How Artificial Intelligence and the robotic revolution will change the workplace of tomorrow

How Artificial Intelligence and the robotic revolution will change the workplace of tomorrow

The workplace is going to look drastically different ten years from now. The coming of the Second Machine Age is quickly bringing massive changes along with it. Manual jobs, such as lorry driving or house building are being replaced by robotic automation, and accountants, lawyers, doctors and financial advisers are being supplemented and replaced by high level artificial intelligence (AI) systems.

So what do we need to learn today about the jobs of tomorrow? Two things are clear. The robots and computers of the future will be based on a degree of complexity that will be impossible to teach to the general population in a few short years of compulsory education. And some of the most important skills people will need to work with robots will not be the things they learn in computing class.

There is little doubt that the workforce of tomorrow will need a different set of skills in order to know how to navigate a new world of work. Current approaches for preparing young people for the digital economy are based on teaching programming and computational thinking. However, it looks like human workers will not be replaced by automation, but rather workers will work alongside robots. If this is the case, it will be essential that human/robot teams draw on each other’s strengths.

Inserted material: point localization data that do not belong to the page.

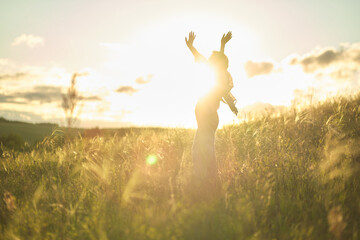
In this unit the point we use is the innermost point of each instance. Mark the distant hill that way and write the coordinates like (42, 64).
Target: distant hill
(30, 132)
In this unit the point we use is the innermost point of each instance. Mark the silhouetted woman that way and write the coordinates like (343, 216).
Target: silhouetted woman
(203, 151)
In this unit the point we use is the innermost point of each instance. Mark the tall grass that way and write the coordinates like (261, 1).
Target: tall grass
(295, 176)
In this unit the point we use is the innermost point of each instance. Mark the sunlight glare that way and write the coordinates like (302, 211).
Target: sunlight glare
(151, 159)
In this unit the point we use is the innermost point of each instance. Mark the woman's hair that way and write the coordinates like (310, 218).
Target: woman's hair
(219, 59)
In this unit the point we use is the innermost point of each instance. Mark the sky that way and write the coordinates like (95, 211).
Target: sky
(135, 69)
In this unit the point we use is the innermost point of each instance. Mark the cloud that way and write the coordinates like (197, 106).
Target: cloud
(42, 94)
(90, 98)
(29, 40)
(126, 89)
(14, 76)
(320, 59)
(142, 80)
(258, 68)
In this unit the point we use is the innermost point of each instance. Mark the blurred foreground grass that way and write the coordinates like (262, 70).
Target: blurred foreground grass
(294, 176)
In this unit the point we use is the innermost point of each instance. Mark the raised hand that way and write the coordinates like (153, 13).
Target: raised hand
(226, 38)
(189, 41)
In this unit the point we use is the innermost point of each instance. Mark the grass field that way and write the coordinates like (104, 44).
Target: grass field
(28, 131)
(294, 176)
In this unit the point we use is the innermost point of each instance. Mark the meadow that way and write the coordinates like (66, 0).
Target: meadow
(291, 176)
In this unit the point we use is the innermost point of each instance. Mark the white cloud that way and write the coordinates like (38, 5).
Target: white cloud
(29, 40)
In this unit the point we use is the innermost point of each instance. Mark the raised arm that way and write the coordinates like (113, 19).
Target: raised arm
(224, 40)
(189, 42)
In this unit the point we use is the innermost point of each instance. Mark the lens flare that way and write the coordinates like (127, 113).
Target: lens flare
(151, 159)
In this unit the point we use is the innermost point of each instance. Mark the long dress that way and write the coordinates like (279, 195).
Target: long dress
(205, 173)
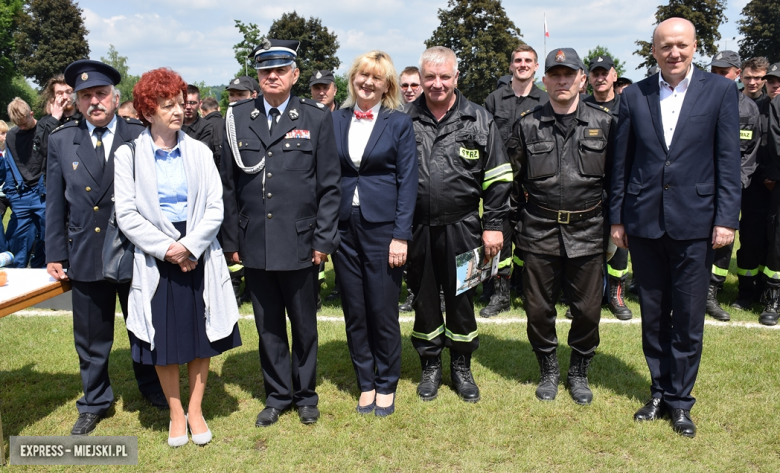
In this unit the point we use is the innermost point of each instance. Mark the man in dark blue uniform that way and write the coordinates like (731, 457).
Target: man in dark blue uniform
(280, 172)
(80, 183)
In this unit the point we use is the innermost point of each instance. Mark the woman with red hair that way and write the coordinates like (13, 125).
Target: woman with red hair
(168, 200)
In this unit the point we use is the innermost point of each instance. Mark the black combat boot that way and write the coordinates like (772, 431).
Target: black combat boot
(462, 380)
(407, 305)
(550, 376)
(577, 378)
(500, 301)
(714, 309)
(771, 300)
(430, 380)
(617, 287)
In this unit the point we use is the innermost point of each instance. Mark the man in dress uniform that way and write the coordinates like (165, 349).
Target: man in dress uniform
(560, 155)
(281, 173)
(462, 160)
(506, 104)
(728, 65)
(602, 76)
(80, 184)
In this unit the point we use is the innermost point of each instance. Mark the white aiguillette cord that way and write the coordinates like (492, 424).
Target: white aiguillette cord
(230, 125)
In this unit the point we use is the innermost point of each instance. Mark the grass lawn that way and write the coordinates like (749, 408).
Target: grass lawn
(509, 430)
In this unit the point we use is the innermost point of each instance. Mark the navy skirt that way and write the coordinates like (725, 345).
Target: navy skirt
(178, 317)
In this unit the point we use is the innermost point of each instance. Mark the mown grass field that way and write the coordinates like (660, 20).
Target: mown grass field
(509, 430)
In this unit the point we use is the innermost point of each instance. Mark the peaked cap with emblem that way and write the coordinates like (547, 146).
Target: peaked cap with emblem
(563, 57)
(85, 73)
(275, 53)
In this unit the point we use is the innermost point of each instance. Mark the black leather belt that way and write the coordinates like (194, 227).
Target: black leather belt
(564, 217)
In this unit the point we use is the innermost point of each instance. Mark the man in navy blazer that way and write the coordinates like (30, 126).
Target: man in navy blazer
(675, 198)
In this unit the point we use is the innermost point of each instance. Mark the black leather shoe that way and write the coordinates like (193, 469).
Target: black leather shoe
(430, 380)
(85, 424)
(308, 414)
(653, 410)
(158, 400)
(268, 416)
(682, 423)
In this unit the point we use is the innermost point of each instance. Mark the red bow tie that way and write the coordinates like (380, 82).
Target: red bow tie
(367, 115)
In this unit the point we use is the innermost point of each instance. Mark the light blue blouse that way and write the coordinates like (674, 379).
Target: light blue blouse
(171, 183)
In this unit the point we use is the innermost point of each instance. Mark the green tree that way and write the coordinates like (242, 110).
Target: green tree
(318, 46)
(119, 63)
(760, 28)
(50, 36)
(482, 37)
(706, 15)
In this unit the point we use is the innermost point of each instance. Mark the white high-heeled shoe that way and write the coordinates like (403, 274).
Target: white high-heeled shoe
(204, 438)
(178, 441)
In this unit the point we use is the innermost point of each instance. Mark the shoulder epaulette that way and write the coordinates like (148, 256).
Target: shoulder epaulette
(598, 107)
(69, 124)
(528, 112)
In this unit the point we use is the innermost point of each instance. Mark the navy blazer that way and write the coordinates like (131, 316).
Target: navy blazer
(387, 177)
(693, 185)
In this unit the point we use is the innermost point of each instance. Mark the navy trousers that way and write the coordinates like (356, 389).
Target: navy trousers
(94, 305)
(672, 279)
(287, 381)
(369, 290)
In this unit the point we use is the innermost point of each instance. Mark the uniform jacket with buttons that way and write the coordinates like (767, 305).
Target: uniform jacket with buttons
(461, 160)
(560, 169)
(276, 226)
(80, 194)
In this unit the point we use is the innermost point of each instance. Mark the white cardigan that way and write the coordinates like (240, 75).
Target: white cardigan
(140, 218)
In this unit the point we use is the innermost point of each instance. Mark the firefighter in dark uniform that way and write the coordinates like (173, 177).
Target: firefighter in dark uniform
(751, 255)
(461, 160)
(728, 64)
(506, 104)
(560, 153)
(602, 77)
(281, 174)
(80, 185)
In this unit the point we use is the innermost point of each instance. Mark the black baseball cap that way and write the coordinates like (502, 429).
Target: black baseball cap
(601, 61)
(726, 59)
(563, 57)
(84, 73)
(321, 77)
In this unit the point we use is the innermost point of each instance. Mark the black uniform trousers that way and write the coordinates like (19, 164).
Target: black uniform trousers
(431, 263)
(94, 306)
(543, 276)
(288, 380)
(672, 278)
(369, 290)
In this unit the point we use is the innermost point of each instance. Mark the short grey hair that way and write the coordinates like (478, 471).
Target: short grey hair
(438, 55)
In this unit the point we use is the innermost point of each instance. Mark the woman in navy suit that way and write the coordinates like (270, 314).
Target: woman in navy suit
(378, 156)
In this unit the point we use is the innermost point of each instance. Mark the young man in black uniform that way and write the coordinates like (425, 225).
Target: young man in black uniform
(560, 154)
(281, 173)
(80, 192)
(506, 104)
(602, 77)
(727, 64)
(462, 161)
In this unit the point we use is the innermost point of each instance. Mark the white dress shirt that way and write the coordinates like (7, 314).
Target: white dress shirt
(359, 133)
(671, 103)
(281, 109)
(108, 136)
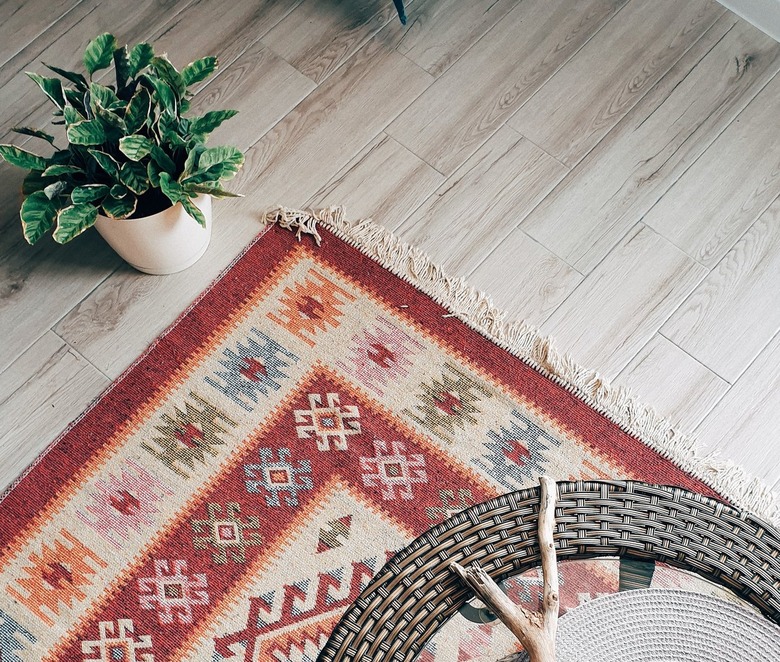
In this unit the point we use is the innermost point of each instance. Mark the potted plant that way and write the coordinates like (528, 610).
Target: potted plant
(135, 166)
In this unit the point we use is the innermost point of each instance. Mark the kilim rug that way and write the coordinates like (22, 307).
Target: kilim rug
(317, 408)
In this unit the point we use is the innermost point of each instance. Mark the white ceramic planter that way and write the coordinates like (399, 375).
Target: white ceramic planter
(163, 243)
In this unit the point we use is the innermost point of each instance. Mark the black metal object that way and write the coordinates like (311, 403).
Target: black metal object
(399, 5)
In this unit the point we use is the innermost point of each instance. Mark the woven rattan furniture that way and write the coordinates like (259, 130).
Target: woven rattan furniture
(416, 593)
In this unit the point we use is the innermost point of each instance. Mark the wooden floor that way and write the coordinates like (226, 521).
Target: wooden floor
(608, 170)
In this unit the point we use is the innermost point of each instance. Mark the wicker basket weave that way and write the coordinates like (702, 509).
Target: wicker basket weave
(416, 593)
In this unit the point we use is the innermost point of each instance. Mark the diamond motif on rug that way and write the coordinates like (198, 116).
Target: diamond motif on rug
(311, 306)
(234, 492)
(449, 403)
(256, 367)
(189, 435)
(379, 355)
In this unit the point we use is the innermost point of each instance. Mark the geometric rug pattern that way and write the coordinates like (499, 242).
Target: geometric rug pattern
(232, 493)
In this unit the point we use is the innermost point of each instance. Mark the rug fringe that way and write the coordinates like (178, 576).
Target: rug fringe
(476, 309)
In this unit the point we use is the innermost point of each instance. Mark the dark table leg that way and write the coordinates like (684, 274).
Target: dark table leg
(399, 5)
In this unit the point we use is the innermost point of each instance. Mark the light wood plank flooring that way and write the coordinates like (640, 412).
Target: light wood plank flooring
(609, 170)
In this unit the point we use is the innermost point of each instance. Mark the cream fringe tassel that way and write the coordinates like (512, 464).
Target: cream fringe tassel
(477, 310)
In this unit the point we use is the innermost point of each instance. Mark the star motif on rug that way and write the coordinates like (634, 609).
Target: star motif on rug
(393, 471)
(278, 477)
(227, 533)
(171, 593)
(117, 642)
(331, 423)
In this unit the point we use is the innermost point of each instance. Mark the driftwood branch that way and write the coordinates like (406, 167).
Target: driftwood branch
(535, 630)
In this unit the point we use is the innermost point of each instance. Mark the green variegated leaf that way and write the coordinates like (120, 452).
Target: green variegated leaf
(210, 121)
(118, 191)
(198, 70)
(34, 181)
(210, 175)
(22, 158)
(193, 156)
(165, 95)
(72, 115)
(73, 220)
(165, 70)
(121, 66)
(58, 170)
(99, 53)
(139, 58)
(102, 96)
(35, 133)
(52, 88)
(133, 175)
(153, 171)
(171, 188)
(121, 207)
(77, 79)
(88, 193)
(216, 191)
(106, 162)
(135, 147)
(55, 188)
(88, 132)
(37, 213)
(137, 110)
(230, 158)
(112, 123)
(193, 211)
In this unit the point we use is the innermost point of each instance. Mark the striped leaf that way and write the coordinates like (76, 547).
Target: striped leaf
(73, 220)
(37, 213)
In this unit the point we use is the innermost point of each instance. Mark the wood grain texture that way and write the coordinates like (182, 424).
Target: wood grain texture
(640, 159)
(318, 37)
(469, 103)
(22, 101)
(743, 425)
(676, 384)
(261, 86)
(592, 92)
(117, 321)
(716, 206)
(39, 284)
(335, 122)
(385, 182)
(440, 31)
(735, 311)
(224, 29)
(525, 279)
(40, 394)
(24, 21)
(624, 301)
(483, 201)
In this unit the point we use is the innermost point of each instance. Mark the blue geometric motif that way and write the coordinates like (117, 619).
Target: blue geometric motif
(10, 642)
(516, 454)
(276, 477)
(253, 368)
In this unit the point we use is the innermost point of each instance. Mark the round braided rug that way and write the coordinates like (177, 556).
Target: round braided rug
(663, 625)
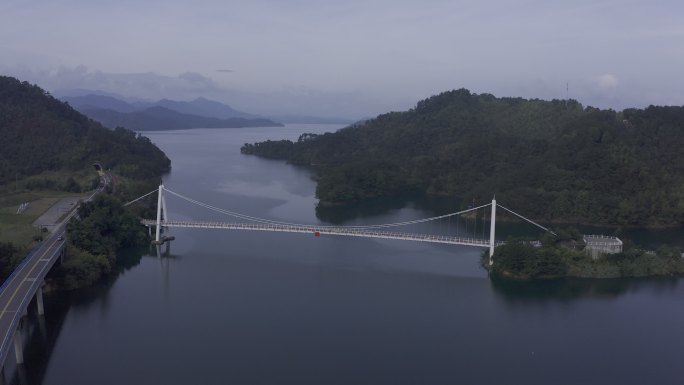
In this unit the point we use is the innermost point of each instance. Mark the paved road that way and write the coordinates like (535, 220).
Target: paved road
(20, 287)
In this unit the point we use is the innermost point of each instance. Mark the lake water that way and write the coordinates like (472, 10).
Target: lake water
(232, 307)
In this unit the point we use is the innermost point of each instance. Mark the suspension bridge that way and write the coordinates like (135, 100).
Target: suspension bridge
(384, 230)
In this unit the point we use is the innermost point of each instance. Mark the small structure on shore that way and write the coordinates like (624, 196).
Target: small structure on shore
(597, 245)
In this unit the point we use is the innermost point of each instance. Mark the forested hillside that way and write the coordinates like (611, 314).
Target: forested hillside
(40, 133)
(554, 160)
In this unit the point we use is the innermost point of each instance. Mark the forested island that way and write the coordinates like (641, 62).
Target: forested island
(564, 256)
(48, 148)
(556, 161)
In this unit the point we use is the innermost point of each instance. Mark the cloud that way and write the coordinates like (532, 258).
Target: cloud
(608, 81)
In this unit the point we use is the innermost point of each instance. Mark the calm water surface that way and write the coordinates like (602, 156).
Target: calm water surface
(269, 308)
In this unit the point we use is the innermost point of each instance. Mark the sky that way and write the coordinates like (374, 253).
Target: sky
(351, 58)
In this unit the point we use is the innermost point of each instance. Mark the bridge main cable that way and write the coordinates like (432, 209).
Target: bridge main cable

The current UK computing curriculum is not preparing young people for a future of working alongside robots. The curriculum is based around computational thinking and programming. These skills should help pupils understand and use computers. But the reality is the skills and concepts pupils are learning will not prepare them for a robotic future.

It is hard to see why pupils will need to be able to convert numbers between binary and decimal or write programs using the computer language python. After all, the majority of students won’t be growing up to build or program robots but rather to work with and rely on them. They need to know how and when the robots will go wrong, not necessarily how to build and fix them.